Discapacidades y otros eufemismos (23 de abril de 2011)
Hasta hace algunos
años decíamos la palabra inválido sin ningún espíritu peyorativo. Lo era
simplemente alguien que no valía para algo, por ejemplo, para caminar. Y es que
sobre todo se llamaba así a los que no podían andar y se desplazaban en sillas
de ruedas más o menos rústicas y no pasaba nada más. Unos se desplazaban de
forma autónoma haciendo girar las ruedas
con una especie de manubrio que hacía girar una cadena similar a las de las
bicicletas y otros se hacían trasladar por sus familiares o amigos. Entonces
tampoco se hablaba de cuidadores, aunque los había. Y todos ellos, los
inválidos, soñaban con unas sillas eléctricas como las que ahora vemos. Pero el
caso es que hoy día si a uno se le escapa esa palabra, inválidos, aunque sea
hablando de París, inmediatamente surge alguien a su alrededor, alguien
bienintencionado, por supuesto, que le corrige y le dice: discapacitados,
señor, se dice discapacitados. Ese alguien no se da cuenta de que ambas
palabrejas vienen a decir lo mismo. Que un inválido es alguien que no es capaz
(de algo) y que un discapacitado es alguien que no vale (para algo) o
viceversa. Todo lo demás solo son modas, palabras que se utilizan, con más o menos
acierto, en un tiempo o en otro. Ocurre
lo mismo con la palabra subnormal, que sólo significa por debajo de la
normalidad, y que hoy aterra y ha sido sustituida por el término médico
oligofrenia o por el eufemismo discapacidad mental. Antes se hablaba de los
subnormales con tanta naturalidad que muchas asociaciones protectoras
utilizaron esta palabra para constituirse (Asociación Pro Subnormales). Con el
paso del tiempo, en algunos casos sus dirigentes han decidido cambiar aquella
subnormalidad tan natural en su época, por el eufemismo: discapacidad
intelectual, que podría englobar, si
fuéramos puristas tanto a los infradotados de los que hablamos como a los
superdotados (palabra que sin embargo no nos avergüenza decir).
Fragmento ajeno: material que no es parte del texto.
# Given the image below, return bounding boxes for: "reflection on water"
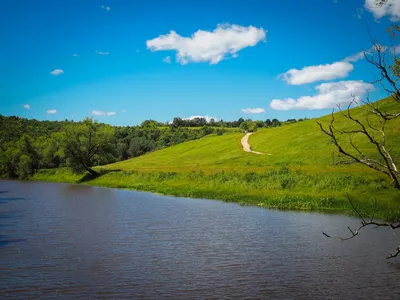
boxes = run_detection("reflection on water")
[0,181,400,299]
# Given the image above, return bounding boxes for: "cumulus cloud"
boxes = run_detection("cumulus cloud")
[96,50,110,55]
[278,61,354,85]
[183,115,218,123]
[354,7,364,20]
[92,110,116,117]
[242,108,265,114]
[146,24,266,64]
[50,69,64,76]
[163,56,171,64]
[343,51,368,63]
[270,80,372,110]
[364,0,400,22]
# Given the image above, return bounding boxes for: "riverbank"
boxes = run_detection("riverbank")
[31,167,400,220]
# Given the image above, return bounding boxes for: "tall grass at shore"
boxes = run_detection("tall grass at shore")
[33,167,400,220]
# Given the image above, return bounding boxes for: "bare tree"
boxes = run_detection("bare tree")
[317,36,400,189]
[317,24,400,259]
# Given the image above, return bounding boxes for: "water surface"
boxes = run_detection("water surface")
[0,181,400,299]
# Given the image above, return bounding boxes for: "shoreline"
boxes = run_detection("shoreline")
[21,169,400,221]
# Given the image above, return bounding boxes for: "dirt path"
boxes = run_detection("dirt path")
[242,132,265,154]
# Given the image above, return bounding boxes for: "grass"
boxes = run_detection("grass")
[33,100,400,220]
[33,167,400,220]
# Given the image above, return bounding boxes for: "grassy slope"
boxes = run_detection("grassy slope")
[35,98,400,219]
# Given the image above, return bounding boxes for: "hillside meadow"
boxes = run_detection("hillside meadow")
[33,100,400,220]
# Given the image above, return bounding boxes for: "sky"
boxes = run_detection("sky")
[0,0,400,125]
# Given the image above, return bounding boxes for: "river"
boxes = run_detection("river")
[0,180,400,299]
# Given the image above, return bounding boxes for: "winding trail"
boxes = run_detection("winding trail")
[241,132,265,154]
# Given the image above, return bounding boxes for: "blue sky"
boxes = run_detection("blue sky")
[0,0,400,125]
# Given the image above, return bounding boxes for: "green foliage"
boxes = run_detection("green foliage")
[60,118,114,174]
[34,168,400,220]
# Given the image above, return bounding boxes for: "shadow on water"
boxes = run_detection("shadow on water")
[77,169,120,183]
[0,235,25,247]
[0,197,26,204]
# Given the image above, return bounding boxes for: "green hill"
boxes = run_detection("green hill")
[105,100,400,173]
[34,100,400,219]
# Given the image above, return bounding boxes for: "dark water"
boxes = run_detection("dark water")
[0,181,400,299]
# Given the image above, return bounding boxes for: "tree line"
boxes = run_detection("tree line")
[0,115,294,179]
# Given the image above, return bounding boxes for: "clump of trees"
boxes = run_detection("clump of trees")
[0,115,238,179]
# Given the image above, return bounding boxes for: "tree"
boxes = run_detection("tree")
[317,37,400,190]
[61,118,114,176]
[318,23,400,259]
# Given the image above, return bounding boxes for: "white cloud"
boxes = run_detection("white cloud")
[278,61,354,85]
[364,0,400,22]
[183,115,218,122]
[270,80,372,110]
[342,51,368,63]
[354,7,364,20]
[92,110,116,117]
[242,108,265,114]
[163,56,171,64]
[146,24,266,64]
[96,50,110,55]
[50,69,64,76]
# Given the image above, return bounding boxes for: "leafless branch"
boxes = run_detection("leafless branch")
[322,195,400,259]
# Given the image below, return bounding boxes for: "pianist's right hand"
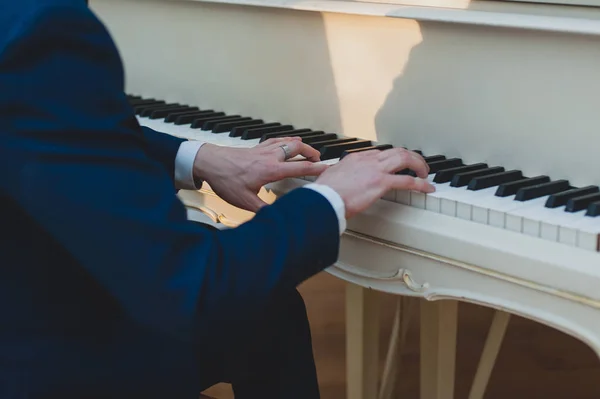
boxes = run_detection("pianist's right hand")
[315,148,435,218]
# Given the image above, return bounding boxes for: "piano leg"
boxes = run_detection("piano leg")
[420,300,458,399]
[379,296,418,399]
[469,310,510,399]
[346,283,379,399]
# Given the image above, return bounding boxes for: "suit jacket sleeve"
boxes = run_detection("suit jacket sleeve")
[139,126,185,185]
[0,6,339,342]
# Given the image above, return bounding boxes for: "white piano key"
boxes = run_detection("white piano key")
[137,110,600,251]
[396,190,410,205]
[540,222,558,241]
[441,198,456,216]
[410,191,427,209]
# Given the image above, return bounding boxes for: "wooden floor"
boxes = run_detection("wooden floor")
[206,273,600,399]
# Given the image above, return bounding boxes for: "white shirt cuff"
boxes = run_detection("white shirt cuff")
[303,183,346,235]
[175,141,204,190]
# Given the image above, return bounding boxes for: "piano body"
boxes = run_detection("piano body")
[91,0,600,399]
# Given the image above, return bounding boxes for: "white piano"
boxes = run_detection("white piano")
[91,0,600,399]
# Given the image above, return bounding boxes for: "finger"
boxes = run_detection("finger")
[242,191,268,212]
[273,140,321,162]
[385,175,435,193]
[280,161,329,179]
[378,148,429,178]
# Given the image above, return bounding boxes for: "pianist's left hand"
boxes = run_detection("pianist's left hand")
[194,137,327,212]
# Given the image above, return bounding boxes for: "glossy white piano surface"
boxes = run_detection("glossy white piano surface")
[91,0,600,398]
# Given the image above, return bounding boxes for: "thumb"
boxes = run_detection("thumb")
[280,161,328,178]
[242,191,268,213]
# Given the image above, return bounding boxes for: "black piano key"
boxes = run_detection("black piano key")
[495,176,550,197]
[133,101,172,115]
[340,144,394,159]
[129,98,165,107]
[191,112,241,130]
[515,180,571,201]
[302,133,338,145]
[202,115,248,130]
[396,169,417,177]
[585,201,600,217]
[467,170,523,191]
[545,186,600,208]
[433,163,488,183]
[242,125,294,140]
[419,154,446,164]
[450,166,504,187]
[320,140,373,161]
[565,193,600,212]
[310,137,358,151]
[149,106,199,119]
[428,158,463,174]
[165,109,215,125]
[259,129,312,143]
[229,122,281,137]
[175,111,225,125]
[213,117,256,133]
[138,104,182,118]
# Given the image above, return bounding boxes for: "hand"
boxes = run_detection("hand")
[194,137,327,212]
[315,148,435,218]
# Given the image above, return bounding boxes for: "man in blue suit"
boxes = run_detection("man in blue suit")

Tengo un hijo
superdotado dicen los padres, casi con orgullo, sin darse cuenta de que tienen
un problema. Y el niño problema, mientras tanto, habla y habla sin parar de
mecánica cuántica enfrentándose a las teorías del mismísimo Einstein o de las
civilizaciones griega, etrusca o azteca con más cocimiento que si hubiera
vivido en ellas y termina a los cuarenta años, más aburrido de esta vida que de
los recreos del colegio, pensando en una autolisis fría y sofisticada, nunca en
el vulgar suicidio de los melancólicos. Son tantos los avances que hoy día
hablamos de porcentajes de
discapacidades: yo tengo un sesenta y seis por ciento de discapacidad,
comentan algunos orgullosos. Y es que siendo discapacitado, uno puede tener
beneficios laborales, sociales y tributarios. Y tanto ahora como antes, la pela
sigue siendo la pela y el aparcamiento cada día está más difícil y, si es
necesario, yo, aunque no lo sea, soy más tontito que tu, que diría la
exministra. Todo esto que les cuento, sin más ánimo que el de divagar un rato y
pensando que en la mayoría de las veces esos beneficios son justos, ya ocurrió
anteriormente con palabras como: idiota, imbécil, cojo, o petudo. A ver a quien
se le ocurre en nuestros días llamar idiota a un idiota, petudo a un petudo,
cojo a un cojo o imbécil a un imbécil. Terminaría en los tribunales.